Pollen basket = An anatomical structure on the bees legs where pollen and propolis is carried.

Proboscis = The mouthparts of the bee that form the sucking tube or tongue

Propolis = Plant resins collected, mixed with enzymes from bee saliva and used to fill in small spaces inside the hive and to coat and sterilize everything in the hive. It has antimicrobial properties.

Propolize = To fill with propolis.

Pupa = The third stage in the development of the bee during which it is inactive and sealed in its cocoon.

Queen = A fully developed female bee responsible for all the egg laying of a colony.

Queen cell = A special elongated cell in which the queen is reared; usually over an inch in length, it hangs vertically from the comb.

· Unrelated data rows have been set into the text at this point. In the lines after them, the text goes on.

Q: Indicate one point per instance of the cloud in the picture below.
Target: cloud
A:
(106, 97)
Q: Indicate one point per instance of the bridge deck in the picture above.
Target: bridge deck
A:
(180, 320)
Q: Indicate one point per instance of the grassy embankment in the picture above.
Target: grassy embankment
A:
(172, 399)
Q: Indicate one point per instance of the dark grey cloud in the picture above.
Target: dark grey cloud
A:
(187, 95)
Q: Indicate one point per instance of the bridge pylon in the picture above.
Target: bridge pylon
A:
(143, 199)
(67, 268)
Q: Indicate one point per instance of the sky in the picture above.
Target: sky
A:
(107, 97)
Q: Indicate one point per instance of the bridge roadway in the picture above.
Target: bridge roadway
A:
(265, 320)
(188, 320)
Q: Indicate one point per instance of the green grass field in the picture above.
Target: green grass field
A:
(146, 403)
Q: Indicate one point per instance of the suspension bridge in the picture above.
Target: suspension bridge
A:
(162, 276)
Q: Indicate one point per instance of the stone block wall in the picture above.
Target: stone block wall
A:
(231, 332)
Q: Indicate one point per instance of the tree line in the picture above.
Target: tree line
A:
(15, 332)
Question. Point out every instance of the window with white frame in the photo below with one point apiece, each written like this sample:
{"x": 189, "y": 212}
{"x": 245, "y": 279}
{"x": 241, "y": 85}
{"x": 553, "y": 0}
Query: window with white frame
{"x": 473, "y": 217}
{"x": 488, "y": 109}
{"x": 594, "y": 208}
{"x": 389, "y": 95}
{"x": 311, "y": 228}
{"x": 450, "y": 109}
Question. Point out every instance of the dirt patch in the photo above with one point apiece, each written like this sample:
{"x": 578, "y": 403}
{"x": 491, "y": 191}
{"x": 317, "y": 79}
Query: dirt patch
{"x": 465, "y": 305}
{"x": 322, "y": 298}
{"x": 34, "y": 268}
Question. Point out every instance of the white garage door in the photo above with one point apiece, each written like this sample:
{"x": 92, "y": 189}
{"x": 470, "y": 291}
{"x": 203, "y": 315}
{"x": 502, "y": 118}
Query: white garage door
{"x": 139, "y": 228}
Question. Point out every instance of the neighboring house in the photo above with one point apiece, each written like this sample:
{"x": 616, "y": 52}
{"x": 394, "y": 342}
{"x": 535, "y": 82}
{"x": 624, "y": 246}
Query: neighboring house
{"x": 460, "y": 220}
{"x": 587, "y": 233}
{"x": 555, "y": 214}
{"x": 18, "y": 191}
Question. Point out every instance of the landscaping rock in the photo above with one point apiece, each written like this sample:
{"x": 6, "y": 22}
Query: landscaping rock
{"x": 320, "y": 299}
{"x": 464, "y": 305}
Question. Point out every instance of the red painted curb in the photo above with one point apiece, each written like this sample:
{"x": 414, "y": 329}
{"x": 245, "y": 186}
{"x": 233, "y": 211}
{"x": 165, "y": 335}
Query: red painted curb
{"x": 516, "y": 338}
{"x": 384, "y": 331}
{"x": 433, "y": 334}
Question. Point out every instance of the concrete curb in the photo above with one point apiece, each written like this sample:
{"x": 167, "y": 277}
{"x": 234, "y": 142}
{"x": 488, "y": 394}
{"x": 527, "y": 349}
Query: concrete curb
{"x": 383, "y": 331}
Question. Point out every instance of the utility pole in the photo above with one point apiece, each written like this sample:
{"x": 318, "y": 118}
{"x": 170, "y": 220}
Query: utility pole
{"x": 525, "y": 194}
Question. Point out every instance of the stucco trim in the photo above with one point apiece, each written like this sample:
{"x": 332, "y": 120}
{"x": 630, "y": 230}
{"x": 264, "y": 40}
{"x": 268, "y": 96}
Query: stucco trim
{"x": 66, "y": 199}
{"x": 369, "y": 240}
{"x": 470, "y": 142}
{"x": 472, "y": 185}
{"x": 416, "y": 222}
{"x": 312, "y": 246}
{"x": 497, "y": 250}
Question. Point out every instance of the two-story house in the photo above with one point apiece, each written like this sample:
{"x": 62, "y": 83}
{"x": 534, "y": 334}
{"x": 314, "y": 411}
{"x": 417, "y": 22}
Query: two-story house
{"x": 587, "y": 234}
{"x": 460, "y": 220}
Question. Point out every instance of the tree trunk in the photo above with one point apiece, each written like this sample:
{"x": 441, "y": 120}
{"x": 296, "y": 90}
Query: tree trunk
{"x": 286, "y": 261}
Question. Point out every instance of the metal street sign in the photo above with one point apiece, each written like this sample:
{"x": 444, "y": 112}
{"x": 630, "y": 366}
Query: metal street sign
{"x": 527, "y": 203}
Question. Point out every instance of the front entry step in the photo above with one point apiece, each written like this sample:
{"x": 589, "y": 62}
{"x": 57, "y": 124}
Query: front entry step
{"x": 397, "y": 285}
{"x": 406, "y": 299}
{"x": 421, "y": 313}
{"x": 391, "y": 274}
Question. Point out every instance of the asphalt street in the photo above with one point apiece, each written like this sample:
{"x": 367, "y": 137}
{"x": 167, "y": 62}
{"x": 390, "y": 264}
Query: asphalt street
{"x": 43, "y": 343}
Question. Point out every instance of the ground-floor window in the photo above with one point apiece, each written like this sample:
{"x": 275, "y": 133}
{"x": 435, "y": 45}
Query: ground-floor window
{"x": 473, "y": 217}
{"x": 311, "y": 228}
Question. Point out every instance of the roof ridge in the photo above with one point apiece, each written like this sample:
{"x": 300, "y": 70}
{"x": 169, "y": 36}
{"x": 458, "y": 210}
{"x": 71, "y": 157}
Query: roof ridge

Requeen = To replace an existing queen by removing her and introducing a new queen.

Robbing = The act of bees stealing honey/nectar from the other colonies.

Royal jelly = A highly nutritious, milky white secretion of the hypopharyngeal gland of nurse bees; used to feed the queen and young larvae.

Spermatheca = A small sac connected with the oviduct (vagina) of the queen bee in, which is stored, the spermatozoa received in mating with drones.

Split = To divide a colony for the purpose of increasing the number of hives.

Sting = An organ belonging exclusively to female bees developed from egg laying mechanisms, used to defend the colony; modified into a piercing shaft through which venom is injected.

Surplus honey = Any extra honey removed by the beekeeper, over and above what the bees require for their own use, such as winter food stores.

Swarm = A temporary collection of bees, containing at least one queen that split apart from the mother colony to establish a new one; a natural method of propagation of honey bee colonies.

Swarming season = The time of year, usually late spring to early summer, when swarms usually issue.

Virgin queen = An unmated queen bee.

Wax glands = The eight glands located on the last 4 visible, ventral abdominal segments of young worker bees; they secrete beeswax flakes.

Wax scale or flake = A drop of liquid beeswax that hardens into a scale upon contact with air; in this form it is shaped into comb.

Worker bees = Infertile female bee whose reproductive organs are only partially developed, responsible for carrying out all the routine of the colony.

Worker comb = Comb measuring between 4.4mm and 5.4mm, in which workers are reared and honey and pollen are stored.